Friday, March 10, 2006

JANITORS' STRIKE CONTINUES AT MIAMI UNIVERSITY


The following article explains itself. It is from the New Standard.

No End in Sight for Miami Janitors’ Strike
by Brendan Coyne Mar. 10

A week-and-a-half-long strike by contracted janitors at one of Florida's wealthiest universities shows no sign of slowing.

Janitors and their faculty and student supporters expanded picket lines to the University of Miami's medical college yesterday and are expected to hold a rally at the Miami airport this afternoon.

The workers went on strike at the end of last month over pay and labor conditions. The janitors say they toil for poor pay in unsafe working environments and they have little opportunity to seek redress from the contracting firm that employs them.

The strike was sparked in part by the firing of one janitor who spoke to the Orlando Sentinel about union organizing efforts at the school, where, according to the paper, the cleaning staff receives no health benefits and many are paid less than $7 an hour. Some of the janitors, who are mainly Haitian and Cuban immigrants, have reportedly been trying to organize a union among the rest of the maintenance staff for over a year.
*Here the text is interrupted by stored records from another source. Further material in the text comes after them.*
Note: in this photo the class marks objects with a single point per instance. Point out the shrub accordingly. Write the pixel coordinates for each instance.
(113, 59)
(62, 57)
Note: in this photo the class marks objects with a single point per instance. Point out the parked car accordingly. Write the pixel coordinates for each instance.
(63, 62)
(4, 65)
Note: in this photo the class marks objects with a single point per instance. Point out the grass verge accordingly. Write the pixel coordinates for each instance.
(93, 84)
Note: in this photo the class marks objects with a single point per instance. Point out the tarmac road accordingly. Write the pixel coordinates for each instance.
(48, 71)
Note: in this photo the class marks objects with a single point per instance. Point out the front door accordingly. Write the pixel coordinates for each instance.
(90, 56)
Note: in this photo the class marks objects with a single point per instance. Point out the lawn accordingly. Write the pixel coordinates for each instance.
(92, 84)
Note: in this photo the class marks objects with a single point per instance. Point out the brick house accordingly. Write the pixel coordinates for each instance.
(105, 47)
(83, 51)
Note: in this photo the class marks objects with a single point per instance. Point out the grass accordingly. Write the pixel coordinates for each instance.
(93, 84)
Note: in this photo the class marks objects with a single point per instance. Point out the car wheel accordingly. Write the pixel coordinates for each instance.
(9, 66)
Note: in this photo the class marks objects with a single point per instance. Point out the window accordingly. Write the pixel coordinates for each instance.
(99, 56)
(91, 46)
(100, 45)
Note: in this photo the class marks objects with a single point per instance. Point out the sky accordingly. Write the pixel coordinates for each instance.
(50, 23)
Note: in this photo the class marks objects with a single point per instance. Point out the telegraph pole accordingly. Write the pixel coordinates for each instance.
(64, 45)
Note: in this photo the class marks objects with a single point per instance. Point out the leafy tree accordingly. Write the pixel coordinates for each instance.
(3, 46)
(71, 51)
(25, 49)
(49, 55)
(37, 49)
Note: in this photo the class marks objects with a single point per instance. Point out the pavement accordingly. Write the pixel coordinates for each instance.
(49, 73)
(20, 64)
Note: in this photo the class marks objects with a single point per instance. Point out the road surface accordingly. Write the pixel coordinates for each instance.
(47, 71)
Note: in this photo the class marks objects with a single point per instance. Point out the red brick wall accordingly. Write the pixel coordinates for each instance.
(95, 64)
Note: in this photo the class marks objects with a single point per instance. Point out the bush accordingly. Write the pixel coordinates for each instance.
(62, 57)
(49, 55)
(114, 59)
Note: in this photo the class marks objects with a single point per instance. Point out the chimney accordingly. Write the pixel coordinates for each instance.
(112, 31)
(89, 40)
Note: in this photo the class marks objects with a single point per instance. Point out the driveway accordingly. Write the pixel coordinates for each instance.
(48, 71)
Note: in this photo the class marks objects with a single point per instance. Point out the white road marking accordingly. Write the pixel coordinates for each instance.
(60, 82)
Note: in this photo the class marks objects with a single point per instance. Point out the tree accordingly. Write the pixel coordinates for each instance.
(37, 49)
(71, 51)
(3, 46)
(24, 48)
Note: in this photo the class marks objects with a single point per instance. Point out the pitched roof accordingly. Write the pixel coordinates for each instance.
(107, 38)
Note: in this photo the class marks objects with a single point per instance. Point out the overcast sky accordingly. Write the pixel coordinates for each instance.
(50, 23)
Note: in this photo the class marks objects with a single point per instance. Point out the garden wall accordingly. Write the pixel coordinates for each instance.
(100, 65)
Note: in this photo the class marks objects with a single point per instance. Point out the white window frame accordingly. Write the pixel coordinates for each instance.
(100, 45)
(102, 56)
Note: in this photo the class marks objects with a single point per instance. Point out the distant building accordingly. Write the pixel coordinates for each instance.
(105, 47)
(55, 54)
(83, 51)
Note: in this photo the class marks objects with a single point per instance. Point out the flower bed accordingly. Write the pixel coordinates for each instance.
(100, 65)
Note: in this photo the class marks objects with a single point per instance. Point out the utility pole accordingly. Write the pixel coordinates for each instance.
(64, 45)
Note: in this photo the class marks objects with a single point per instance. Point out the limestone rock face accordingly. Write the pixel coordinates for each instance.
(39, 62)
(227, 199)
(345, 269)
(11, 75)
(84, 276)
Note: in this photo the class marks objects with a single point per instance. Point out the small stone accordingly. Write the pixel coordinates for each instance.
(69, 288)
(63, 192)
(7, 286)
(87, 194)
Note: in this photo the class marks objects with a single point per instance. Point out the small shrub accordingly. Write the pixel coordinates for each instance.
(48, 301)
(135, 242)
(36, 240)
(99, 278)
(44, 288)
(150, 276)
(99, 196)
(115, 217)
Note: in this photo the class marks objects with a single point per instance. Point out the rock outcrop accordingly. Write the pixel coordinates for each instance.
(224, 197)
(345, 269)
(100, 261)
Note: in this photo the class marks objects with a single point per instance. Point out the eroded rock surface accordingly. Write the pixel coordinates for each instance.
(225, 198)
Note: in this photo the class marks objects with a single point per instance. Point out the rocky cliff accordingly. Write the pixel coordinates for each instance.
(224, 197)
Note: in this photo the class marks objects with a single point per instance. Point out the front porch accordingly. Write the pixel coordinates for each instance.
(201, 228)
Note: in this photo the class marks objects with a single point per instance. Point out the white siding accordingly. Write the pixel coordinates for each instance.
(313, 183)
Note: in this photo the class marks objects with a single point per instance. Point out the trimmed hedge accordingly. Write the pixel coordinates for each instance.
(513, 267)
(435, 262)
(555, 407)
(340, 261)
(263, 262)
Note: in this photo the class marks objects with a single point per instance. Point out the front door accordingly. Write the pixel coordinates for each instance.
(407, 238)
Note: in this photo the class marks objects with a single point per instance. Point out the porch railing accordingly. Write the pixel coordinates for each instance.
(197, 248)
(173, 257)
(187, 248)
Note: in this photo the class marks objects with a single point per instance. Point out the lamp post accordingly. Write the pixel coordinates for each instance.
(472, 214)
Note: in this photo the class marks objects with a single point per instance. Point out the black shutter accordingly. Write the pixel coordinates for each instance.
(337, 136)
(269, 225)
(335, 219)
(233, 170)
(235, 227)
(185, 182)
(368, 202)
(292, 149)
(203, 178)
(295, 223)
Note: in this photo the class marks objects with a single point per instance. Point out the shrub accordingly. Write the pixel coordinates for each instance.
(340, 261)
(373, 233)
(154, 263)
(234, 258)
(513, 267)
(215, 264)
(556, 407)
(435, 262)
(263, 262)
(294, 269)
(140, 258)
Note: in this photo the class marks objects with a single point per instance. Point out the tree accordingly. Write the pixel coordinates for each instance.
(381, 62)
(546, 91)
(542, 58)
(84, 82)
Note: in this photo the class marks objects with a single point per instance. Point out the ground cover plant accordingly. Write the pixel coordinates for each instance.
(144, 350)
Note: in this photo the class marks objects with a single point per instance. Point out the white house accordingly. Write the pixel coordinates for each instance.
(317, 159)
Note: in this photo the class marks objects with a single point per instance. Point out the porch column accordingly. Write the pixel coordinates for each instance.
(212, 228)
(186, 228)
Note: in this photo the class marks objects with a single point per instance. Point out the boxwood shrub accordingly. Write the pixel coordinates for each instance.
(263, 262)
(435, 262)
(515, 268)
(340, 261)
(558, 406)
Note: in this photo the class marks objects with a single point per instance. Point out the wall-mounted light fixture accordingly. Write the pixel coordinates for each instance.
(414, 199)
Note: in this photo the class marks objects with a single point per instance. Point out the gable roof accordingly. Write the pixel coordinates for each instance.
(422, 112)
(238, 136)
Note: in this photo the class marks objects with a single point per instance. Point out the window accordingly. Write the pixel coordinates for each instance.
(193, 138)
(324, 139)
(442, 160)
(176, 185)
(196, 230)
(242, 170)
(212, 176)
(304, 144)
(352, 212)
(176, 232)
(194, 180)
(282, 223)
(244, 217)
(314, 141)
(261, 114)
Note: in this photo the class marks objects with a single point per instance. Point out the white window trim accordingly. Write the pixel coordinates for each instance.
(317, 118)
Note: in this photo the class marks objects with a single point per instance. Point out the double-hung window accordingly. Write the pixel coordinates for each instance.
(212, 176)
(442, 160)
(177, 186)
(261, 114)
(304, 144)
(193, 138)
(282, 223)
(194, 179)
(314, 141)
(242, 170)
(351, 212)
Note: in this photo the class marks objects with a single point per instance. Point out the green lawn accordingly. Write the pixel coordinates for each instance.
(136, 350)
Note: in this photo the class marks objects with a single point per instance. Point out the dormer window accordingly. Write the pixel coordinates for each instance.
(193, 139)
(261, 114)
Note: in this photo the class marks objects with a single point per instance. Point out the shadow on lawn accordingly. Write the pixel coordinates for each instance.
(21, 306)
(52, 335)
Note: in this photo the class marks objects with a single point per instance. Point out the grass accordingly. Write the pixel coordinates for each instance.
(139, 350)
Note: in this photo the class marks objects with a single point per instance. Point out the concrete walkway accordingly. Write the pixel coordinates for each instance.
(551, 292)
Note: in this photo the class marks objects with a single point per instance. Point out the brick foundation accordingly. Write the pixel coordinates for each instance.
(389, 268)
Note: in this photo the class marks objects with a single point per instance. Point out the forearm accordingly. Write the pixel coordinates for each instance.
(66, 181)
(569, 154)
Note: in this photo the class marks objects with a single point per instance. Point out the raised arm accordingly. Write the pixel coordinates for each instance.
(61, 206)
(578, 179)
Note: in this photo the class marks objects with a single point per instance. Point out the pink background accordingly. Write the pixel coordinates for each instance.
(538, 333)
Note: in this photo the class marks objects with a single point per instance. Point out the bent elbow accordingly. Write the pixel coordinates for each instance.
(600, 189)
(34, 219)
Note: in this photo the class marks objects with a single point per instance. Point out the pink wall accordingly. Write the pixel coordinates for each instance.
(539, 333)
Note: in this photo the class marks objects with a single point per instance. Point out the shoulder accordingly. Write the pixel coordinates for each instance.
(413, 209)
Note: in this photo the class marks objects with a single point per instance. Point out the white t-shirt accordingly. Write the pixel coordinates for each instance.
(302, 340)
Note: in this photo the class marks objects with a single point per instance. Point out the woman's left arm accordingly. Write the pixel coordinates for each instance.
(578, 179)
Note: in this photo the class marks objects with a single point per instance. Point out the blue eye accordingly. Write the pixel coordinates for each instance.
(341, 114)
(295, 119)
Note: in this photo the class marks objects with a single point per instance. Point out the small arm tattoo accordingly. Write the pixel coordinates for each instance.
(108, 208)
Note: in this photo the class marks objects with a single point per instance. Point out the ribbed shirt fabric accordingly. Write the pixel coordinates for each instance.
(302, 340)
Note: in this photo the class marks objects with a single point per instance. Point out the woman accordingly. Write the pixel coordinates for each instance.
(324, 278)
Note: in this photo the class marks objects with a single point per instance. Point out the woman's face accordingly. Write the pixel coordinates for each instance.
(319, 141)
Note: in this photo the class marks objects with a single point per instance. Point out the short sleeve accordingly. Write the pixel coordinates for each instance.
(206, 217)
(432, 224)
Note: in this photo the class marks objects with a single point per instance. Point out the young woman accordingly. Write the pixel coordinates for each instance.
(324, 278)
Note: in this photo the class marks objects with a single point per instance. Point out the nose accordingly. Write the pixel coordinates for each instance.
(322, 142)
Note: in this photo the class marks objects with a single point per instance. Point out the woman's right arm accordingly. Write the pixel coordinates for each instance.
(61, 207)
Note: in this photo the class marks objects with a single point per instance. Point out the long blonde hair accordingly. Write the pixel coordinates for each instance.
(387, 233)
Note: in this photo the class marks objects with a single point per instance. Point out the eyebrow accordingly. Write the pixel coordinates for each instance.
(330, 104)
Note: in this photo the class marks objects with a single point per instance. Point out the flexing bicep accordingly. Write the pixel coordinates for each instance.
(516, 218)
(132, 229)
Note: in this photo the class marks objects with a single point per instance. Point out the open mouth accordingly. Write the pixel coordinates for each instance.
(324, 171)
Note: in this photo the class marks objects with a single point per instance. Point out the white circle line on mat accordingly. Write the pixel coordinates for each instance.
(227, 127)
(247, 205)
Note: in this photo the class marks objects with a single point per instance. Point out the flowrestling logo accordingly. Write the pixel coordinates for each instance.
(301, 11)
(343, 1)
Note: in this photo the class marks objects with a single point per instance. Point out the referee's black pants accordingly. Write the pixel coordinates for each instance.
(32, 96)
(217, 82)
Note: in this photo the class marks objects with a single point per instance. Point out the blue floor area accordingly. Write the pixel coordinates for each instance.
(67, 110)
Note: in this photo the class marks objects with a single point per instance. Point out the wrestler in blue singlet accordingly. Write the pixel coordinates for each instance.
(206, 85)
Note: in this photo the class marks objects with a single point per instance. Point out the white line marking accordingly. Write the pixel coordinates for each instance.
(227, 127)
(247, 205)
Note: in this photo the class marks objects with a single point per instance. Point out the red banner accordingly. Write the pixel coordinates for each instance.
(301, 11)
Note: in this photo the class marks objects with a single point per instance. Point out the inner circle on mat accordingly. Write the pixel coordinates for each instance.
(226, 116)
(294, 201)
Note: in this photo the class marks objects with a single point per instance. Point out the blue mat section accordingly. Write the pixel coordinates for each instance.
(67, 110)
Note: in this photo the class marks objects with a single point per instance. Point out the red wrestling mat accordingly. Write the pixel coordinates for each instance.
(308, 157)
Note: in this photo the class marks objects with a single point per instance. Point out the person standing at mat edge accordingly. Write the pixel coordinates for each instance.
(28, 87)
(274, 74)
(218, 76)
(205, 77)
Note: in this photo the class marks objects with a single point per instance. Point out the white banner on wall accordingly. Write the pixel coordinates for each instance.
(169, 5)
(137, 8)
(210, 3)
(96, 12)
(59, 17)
According to the Service Employees International Union, which has been working to organize the janitors and is assisting in pickets and other strike events, maintenance workers employed by Unicco Service Company at the university earn as little as $51 a day. By contrast, the same Boston-based janitorial services contractor pays its unionized employees at Harvard over $13 an hour, the union noted.

Two weeks ago, janitors gathered at a church on the campus and voted to approve a strike, SEIU said in a statement. The workers have no formal union representation.

Students and faculty at the university have joined in efforts to aid the janitors' campaign for better working conditions. According to statements by Students Toward a New Democracy (STAND), over 100 members of the university community actively support the striking janitors. STAND has been active in both the Unicco organizing efforts and living-wage campaigns at the school.

Initially intended to be short in both target and duration, the strike appears to be gaining momentum as SEIU and others supporting the workers have turned their attention to University of Miami President and former US Health and Human Services Secretary Donna Shalala. The union has posted Shalala's contact information online and is urging people to call her office and ask her to support the striking janitors.

Monday, the Auxiliary Bishop of the Archdiocese of Miami issued a statement calling on Shalala to intervene in the job action and work with the janitors and members of the Interfaith Committee for Worker Justice to resolve the situation. The Bishop's call came after a mass held for the janitors.

The university has remained neutral throughout the janitors' 18-month organizing campaign and has not interceded since the strike began early last week. In a statement released prior to the strike vote, Shalala said the school has not entered into the fray because "Unicco employees are the ones who should make the choice concerning representation, pursuant to procedures established under Federal labor laws."

Instead of taking sides, Shalala announced that she is convening a group to conduct a "thorough review of compensation and benefits accorded to all contract employees working" at the university.